The first piece on the album is David Lang’s “breathless,” a work which illustrates the ceaseless flow of nature through delicately circling motives in each instrument. The soundscape moves slowly and steadily forward with a minimalist aesthetic, each wind instrument gently layered over one another in prismatic, ever-changing rhythmic patterns.
Next on the album is Luciano Berio’s “Ricorrenze.” Italian for “recurrences,” the piece explores the delicate balance between order and chaos in nature. The work begins with soft, unison D’s in every instrument before growing into swirling layers of virtuosic melodic lines. The dazzlingly diverse range of tone colors makes the piece’s connection to nature palpable—in fact, Berio himself compared the quintet to a seed being sown and gradually maturing into a plant bearing vibrant fruit.

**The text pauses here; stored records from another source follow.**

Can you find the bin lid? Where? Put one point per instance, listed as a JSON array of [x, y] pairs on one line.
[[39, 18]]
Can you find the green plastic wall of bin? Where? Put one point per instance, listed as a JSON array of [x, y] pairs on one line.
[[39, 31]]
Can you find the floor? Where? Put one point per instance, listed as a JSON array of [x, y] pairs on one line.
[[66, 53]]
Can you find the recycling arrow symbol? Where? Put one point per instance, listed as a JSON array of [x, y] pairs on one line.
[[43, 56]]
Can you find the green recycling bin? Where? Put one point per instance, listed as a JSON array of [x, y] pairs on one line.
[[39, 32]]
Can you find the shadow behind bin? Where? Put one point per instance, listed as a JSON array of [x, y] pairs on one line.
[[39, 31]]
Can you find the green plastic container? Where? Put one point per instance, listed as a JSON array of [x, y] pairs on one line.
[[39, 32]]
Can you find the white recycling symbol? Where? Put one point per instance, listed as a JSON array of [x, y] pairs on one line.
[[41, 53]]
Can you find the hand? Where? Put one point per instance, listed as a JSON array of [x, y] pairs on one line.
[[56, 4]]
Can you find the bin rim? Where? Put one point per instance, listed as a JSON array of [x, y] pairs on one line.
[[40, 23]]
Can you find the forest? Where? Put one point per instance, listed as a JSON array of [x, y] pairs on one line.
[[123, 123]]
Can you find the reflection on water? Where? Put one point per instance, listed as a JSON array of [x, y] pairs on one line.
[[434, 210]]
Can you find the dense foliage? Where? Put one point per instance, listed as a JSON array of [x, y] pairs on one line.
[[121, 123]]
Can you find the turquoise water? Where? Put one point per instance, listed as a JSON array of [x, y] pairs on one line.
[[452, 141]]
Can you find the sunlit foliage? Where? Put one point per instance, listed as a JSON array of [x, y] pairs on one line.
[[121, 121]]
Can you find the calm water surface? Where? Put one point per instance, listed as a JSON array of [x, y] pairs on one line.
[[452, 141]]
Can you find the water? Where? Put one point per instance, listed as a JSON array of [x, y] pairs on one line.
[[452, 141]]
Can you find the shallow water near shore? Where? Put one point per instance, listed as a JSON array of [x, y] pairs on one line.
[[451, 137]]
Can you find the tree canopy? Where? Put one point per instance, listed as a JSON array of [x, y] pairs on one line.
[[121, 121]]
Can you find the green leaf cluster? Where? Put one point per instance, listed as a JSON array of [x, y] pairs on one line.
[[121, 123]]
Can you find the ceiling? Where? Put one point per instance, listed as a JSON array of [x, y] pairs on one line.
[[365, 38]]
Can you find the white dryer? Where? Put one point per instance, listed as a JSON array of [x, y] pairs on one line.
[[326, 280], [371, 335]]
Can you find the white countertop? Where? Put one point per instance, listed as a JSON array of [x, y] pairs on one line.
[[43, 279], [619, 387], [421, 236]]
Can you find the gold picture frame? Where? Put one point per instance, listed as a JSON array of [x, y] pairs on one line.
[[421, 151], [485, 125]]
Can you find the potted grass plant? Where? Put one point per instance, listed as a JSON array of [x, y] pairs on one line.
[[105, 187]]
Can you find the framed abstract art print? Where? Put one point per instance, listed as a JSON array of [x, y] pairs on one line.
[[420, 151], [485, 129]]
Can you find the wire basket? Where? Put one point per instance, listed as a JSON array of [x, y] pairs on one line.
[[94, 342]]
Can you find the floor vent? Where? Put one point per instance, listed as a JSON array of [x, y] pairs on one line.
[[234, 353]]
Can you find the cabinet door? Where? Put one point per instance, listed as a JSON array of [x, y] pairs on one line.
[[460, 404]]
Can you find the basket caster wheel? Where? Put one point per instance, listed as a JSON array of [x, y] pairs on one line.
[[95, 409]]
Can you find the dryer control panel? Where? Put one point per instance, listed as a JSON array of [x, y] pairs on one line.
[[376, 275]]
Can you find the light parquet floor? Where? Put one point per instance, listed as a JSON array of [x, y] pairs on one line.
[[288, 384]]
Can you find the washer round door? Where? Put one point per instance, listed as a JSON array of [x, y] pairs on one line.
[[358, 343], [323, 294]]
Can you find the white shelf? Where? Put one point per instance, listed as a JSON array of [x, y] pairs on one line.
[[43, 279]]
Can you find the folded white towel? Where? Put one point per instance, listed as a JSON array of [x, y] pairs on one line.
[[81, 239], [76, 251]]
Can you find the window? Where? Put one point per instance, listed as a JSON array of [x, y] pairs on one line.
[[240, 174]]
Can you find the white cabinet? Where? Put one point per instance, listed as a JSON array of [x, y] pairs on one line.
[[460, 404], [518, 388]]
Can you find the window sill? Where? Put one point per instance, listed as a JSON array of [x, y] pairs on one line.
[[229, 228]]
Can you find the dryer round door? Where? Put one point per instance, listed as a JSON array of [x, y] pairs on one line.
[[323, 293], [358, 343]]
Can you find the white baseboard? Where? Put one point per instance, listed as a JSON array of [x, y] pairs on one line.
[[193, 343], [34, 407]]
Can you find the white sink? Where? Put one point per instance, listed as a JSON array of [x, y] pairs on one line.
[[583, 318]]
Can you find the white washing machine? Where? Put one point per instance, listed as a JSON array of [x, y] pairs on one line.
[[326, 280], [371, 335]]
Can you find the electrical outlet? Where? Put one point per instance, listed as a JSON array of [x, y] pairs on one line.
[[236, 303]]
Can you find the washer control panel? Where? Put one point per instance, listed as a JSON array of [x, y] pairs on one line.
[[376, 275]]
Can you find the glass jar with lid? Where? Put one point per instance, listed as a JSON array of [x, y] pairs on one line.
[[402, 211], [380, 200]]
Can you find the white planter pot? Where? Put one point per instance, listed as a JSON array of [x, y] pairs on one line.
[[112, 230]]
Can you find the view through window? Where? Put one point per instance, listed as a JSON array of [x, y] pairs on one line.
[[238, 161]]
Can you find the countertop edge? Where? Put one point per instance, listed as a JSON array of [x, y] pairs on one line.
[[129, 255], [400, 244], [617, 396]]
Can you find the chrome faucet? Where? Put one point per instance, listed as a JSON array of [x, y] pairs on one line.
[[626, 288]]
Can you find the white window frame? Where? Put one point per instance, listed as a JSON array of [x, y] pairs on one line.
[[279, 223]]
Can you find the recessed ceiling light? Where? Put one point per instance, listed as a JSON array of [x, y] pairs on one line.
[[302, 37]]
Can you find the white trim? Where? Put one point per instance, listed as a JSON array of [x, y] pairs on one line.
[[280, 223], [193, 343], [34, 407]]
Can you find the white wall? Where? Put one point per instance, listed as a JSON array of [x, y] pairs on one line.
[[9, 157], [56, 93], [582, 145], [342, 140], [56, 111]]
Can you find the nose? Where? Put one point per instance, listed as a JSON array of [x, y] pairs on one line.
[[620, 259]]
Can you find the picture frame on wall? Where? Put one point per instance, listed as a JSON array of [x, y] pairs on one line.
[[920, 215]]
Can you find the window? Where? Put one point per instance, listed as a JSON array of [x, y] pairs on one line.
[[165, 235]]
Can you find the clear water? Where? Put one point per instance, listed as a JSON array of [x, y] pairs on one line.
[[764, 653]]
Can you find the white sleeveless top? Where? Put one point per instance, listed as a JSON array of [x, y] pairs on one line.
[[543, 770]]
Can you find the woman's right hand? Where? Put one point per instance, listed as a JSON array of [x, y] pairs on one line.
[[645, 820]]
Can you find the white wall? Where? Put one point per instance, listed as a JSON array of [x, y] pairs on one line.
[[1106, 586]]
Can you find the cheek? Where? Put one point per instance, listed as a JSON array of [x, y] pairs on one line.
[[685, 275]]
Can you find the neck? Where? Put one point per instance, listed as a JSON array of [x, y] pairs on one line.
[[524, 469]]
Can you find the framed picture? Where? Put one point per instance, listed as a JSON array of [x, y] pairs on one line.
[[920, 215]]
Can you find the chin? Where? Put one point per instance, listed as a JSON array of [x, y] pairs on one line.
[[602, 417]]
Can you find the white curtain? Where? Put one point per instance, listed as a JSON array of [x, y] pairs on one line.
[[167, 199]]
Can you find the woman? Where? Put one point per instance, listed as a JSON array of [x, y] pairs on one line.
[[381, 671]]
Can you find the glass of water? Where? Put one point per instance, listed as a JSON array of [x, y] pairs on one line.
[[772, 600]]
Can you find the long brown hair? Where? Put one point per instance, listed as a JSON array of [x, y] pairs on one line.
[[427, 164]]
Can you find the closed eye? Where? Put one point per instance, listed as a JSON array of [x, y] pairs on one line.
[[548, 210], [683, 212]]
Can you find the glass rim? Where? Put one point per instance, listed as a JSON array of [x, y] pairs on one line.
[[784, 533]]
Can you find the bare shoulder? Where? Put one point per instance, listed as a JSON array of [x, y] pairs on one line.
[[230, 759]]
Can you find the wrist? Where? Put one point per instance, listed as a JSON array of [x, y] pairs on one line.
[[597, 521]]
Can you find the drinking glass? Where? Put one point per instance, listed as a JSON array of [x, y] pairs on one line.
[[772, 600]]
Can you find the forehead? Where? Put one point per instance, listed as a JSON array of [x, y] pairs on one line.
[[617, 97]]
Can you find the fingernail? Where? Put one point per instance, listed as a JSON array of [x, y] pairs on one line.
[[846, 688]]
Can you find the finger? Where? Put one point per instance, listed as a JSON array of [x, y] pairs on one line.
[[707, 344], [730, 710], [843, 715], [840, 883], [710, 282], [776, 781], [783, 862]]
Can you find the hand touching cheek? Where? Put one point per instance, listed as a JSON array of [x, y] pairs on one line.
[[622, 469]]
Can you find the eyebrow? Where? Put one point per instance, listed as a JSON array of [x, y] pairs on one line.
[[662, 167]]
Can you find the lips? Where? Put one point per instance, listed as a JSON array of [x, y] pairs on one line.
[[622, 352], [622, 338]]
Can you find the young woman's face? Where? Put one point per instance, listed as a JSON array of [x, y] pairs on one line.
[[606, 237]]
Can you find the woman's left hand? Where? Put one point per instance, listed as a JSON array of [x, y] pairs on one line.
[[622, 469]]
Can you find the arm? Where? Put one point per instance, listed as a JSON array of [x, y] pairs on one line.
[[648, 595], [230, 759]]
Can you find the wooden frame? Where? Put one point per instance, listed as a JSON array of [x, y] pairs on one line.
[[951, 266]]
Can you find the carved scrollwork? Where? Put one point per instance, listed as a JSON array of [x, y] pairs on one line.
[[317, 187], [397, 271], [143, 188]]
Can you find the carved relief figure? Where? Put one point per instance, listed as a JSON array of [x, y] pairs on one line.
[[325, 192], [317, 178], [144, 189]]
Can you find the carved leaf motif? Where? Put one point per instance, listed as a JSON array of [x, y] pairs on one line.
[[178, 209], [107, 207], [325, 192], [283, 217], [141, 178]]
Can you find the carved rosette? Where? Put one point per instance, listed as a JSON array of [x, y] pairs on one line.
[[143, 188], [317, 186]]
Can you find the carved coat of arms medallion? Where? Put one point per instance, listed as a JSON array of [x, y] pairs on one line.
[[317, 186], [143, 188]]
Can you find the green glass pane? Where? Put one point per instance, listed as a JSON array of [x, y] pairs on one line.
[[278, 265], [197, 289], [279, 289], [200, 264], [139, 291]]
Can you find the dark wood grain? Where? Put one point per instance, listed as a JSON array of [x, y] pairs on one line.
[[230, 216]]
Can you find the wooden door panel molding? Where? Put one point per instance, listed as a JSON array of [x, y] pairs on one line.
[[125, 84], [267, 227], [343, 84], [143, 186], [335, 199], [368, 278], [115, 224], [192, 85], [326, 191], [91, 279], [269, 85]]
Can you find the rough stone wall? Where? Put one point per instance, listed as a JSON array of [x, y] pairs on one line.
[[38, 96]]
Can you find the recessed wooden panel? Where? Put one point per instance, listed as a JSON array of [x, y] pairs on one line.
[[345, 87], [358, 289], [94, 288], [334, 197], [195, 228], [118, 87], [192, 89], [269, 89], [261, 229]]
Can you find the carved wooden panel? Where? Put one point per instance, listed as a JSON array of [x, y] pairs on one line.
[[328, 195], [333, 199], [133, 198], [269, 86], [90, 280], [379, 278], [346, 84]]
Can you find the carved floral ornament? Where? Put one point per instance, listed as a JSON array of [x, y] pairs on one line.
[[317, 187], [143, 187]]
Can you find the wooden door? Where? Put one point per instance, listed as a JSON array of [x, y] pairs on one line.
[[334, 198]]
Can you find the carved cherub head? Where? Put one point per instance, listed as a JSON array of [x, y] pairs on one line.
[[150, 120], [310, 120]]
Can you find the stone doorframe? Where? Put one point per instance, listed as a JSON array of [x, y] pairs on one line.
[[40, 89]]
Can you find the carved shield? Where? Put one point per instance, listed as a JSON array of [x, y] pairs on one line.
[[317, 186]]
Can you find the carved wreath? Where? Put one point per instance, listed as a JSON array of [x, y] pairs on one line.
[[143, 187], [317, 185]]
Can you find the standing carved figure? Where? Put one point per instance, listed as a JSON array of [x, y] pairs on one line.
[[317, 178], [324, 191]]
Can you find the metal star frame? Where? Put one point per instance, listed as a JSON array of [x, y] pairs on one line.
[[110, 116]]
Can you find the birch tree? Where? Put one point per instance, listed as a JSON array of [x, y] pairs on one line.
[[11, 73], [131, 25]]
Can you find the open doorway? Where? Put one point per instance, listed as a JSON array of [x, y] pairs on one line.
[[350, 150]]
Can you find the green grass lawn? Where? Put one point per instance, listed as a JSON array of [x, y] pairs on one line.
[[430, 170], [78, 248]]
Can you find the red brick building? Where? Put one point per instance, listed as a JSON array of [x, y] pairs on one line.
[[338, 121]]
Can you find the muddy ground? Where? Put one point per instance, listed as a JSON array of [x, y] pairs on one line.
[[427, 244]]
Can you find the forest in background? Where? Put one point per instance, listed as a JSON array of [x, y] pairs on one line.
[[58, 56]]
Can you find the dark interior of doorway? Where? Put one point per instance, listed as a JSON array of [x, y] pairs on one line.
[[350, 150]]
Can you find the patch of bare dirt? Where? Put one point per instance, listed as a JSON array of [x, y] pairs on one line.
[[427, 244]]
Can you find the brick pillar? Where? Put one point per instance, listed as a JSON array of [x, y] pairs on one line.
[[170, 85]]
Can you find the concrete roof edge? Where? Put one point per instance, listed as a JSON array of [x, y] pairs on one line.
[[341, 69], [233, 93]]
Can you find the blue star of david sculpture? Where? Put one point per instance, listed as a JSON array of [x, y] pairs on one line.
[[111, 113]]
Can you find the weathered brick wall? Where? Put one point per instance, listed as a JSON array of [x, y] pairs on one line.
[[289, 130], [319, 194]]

City of Tomorrow jazzes things up with their performance of “…a certain chinese cyclopaedia…” by Denys Bouliane. Inspired by a fantastical encyclopedia of real and imaginary animals depicted in a short story by Jorge Luis Borges, the piece crafts a musical taxonomy cataloguing the infinite variations of bebop. The piece is a colorful collage of frenetic melodic fragments which offer an abstract interpretation of the evolution of bebop jazz.
The concluding work on the album is “Music for Breathing” by Nat Evans, a piece which is rooted in traditionally Eastern understandings of nature. The piece crafts an organic, often meditative illustration of the natural world through guided improvisation, solo spotlights, extended techniques, and even the use of conch shells and stones. Inspired by the rituals of the Yamabushi Buddhists, the piece at times blurs the line between musical instruments made by man and musical instruments found in nature.
Each piece on “NATURE” is its own exquisite flower, a beautifully unique impression of nature’s rich tone colors and ever-changing musical textures. And City of Tomorrow breathes new life into each work through their imaginative musical interpretation, skilled rhythmic precision, colorful tonal palette, and above all, their unparalleled artistic ambition.
This is one wind quintet that is sure to leave you breathless.